Ran
"Chaos has never looked this beautiful."
I remember standing in the back corner of "Video Vantage" in 1989, staring at a double-VHS set with a cover so vibrant it made the surrounding slasher flicks look like charcoal sketches. It was the Nippon Herald release of Ran. Even then, I knew Akira Kurosawa was a "name," but I wasn’t prepared for the way this movie would colonize my brain. I watched it that night while wearing an itchy wool sweater that was two sizes too small, and honestly, the physical discomfort of the wool matched the psychic disintegration on screen perfectly.
By 1985, the "New Hollywood" rebels like Spielberg and Lucas were the new establishment, but Kurosawa—the man who practically gave them their blueprints—was struggling to find yen in his own country. It took French producer Serge Silberman to help realize this $12 million fever dream. At 75 years old and nearly blind, Kurosawa didn't just adapt Shakespeare’s King Lear; he ground it into the volcanic soil of Sengoku-era Japan and set the whole thing on fire.
The Color of Nihilism
Most directors use color to set a mood; Kurosawa uses it like a blunt force weapon. The film follows the aging Great Lord Hidetora Ichimonji (Tatsuya Nakadai) as he abdicates his throne to his three sons, only to watch his legacy dissolve into a blood-soaked psychodrama. Each son’s army is color-coded: bright yellow, bold blue, and a terrifying, saturated red.
When these forces collide, it doesn't look like a standard Hollywood battle; it looks like a painting come to life and then being shredded. There is a specific sequence—the siege of the Third Castle—where the sound of the world simply vanishes. No clashing steel, no screams, just the haunting, mourning score by Toru Takemitsu. You watch men get riddled with arrows in a silence so heavy it feels like the gods themselves have muted the TV because they’re too bored or disgusted to listen to us anymore. It’s one of the most chilling uses of sound design I’ve ever experienced, and it highlights the "cerebral" nature of Kurosawa’s violence. It’s not meant to be "cool"; it’s meant to be a tragedy of errors.

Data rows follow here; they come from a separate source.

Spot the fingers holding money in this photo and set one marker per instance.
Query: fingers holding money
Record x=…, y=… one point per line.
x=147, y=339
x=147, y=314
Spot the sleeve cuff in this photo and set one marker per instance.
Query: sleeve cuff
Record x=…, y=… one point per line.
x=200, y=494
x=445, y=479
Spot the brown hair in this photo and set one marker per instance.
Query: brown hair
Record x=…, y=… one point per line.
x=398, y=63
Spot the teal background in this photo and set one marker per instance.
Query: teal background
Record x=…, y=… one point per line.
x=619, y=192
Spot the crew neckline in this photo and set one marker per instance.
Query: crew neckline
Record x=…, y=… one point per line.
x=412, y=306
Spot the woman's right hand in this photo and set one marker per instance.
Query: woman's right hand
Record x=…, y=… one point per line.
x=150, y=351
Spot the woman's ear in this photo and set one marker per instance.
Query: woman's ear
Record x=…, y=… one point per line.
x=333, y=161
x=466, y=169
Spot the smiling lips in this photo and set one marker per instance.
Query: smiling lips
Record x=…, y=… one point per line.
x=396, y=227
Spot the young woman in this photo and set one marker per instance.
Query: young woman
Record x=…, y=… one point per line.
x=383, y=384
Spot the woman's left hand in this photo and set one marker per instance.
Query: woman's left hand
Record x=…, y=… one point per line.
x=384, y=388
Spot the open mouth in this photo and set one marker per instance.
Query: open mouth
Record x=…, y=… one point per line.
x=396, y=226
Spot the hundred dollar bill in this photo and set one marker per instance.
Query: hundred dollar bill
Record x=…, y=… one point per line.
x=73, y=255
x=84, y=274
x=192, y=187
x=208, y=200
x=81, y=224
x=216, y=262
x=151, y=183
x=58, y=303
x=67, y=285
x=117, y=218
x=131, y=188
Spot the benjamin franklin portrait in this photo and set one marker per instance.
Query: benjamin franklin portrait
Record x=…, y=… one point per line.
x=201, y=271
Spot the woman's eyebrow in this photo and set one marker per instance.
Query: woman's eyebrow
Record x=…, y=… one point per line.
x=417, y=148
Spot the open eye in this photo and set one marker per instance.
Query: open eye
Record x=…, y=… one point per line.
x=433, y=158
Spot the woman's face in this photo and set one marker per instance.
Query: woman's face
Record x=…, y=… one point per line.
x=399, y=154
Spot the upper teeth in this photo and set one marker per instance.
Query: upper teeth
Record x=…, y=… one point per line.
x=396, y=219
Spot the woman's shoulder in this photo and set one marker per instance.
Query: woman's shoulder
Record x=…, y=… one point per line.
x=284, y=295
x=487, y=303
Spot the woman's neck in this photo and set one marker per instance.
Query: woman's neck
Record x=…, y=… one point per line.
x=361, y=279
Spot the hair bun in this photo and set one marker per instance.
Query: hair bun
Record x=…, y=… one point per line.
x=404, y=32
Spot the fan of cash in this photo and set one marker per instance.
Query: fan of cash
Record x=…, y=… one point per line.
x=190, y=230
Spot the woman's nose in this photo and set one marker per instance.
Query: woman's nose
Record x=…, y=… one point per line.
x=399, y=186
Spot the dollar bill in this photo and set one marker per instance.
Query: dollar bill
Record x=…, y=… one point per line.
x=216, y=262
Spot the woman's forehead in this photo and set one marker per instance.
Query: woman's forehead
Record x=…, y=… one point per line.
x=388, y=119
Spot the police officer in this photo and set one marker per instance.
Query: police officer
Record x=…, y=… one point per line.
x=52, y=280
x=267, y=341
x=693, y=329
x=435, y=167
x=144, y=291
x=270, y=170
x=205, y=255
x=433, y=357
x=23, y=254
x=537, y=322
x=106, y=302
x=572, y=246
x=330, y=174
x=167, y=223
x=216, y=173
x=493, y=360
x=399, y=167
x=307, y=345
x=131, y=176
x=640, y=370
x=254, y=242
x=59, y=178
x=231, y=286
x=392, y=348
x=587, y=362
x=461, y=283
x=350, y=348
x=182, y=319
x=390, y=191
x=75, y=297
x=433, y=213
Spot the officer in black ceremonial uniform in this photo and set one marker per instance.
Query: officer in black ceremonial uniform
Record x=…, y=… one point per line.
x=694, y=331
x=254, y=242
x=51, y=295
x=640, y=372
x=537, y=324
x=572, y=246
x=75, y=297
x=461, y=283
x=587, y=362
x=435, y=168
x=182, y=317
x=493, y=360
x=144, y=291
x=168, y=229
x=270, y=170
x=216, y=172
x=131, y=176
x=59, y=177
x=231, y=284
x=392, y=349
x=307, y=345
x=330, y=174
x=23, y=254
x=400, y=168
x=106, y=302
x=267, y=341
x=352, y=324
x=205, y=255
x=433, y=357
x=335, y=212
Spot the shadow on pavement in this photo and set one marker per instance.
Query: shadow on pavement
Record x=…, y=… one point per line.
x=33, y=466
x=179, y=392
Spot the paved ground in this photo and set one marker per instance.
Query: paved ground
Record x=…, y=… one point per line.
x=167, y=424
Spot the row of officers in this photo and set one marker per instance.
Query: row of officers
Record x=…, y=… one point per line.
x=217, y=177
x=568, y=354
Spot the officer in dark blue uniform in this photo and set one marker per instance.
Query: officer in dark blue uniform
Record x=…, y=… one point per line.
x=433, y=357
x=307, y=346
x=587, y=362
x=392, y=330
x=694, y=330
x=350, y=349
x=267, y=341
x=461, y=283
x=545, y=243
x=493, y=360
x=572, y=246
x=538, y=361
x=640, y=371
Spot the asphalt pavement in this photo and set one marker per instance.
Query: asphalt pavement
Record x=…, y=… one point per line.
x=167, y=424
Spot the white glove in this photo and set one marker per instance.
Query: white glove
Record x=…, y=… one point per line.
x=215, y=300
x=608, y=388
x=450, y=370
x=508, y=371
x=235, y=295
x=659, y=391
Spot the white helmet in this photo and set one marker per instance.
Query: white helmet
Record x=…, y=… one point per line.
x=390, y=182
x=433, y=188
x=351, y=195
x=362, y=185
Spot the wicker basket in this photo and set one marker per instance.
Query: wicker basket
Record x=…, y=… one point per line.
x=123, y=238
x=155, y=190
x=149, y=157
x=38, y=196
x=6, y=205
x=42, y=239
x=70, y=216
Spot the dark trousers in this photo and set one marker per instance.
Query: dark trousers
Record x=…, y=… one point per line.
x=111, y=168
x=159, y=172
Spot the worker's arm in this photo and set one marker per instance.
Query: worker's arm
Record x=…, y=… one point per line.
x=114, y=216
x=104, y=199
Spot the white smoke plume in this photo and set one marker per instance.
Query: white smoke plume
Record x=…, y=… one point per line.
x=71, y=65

Practical Magic and Scorched Earth
In our era of digital armies that look like blurry thumbprints, the scale of Ran is genuinely overwhelming. This was the peak of the practical effects golden age. When you see a castle burning in this movie, Akira Kurosawa actually built a castle on the slopes of Mt. Fuji just to burn it down. There are no miniatures here. There are no optical composites. It’s just 1,400 extras, hundreds of horses, and enough real fire to make a safety inspector faint.
The stunt work is equally harrowing. There’s a palpable weight to the armor and a terrifying reality to the way the horses fall. You can feel the heat radiating off the screen. Tatsuya Nakadai delivers a performance that borders on Kabuki theater; his face, caked in white makeup that cracks as his mind fails, is an image I’ll never forget. He wanders through the carnage with a thousand-yard stare that makes you realize Hidetora isn't just losing his kingdom—he's realizing that his entire life of "honor" was actually just a long, loud scream in the dark.
The Spider in the Palace
While the men are busy playing with their primary-colored armies, the real power of Ran sits in the shadows. Mieko Harada as Lady Kaede is, quite simply, the most terrifyingly effective villain in the history of cinema. She isn't just a "Lady Macbeth" riff; she is a vengeful ghost in a silk kimono.
There is a scene where she confronts her brother-in-law, Jiro (Jinpachi Nezu), that involves a hidden dagger and a literal thirst for blood. It’s played with such ferocious intensity that it makes the massive battle scenes feel like a playground scuffle. Harada steals the movie from a cast of legends, acting as the catalyst for the Ichimonji clan’s self-destruction. She represents the "forgotten" victims of Hidetora’s past wars coming back to claim their pound of flesh.
Ran is a film that demands you sit still and look at it. It’s the ultimate "Auteur" statement—a man at the end of his life looking at the history of human conflict and concluding that we are all just "frogs at the bottom of a well." It’s an action movie for the soul and a philosophical treatise for the eyes. If you’ve only ever seen it on a grainy old television, do yourself a favor and find the highest resolution possible. You need to see those primary colors bleed.
The 1980s gave us plenty of blockbusters, but Kurosawa gave us an eclipse. It’s a massive, heavy, gorgeous piece of art that reminds me why I fell in love with movies in the first place. It isn't just a "historical epic"—it’s a warning from 1985 that feels more relevant every single year. Just don’t wear a tight wool sweater while watching it; the movie provides enough tension on its own.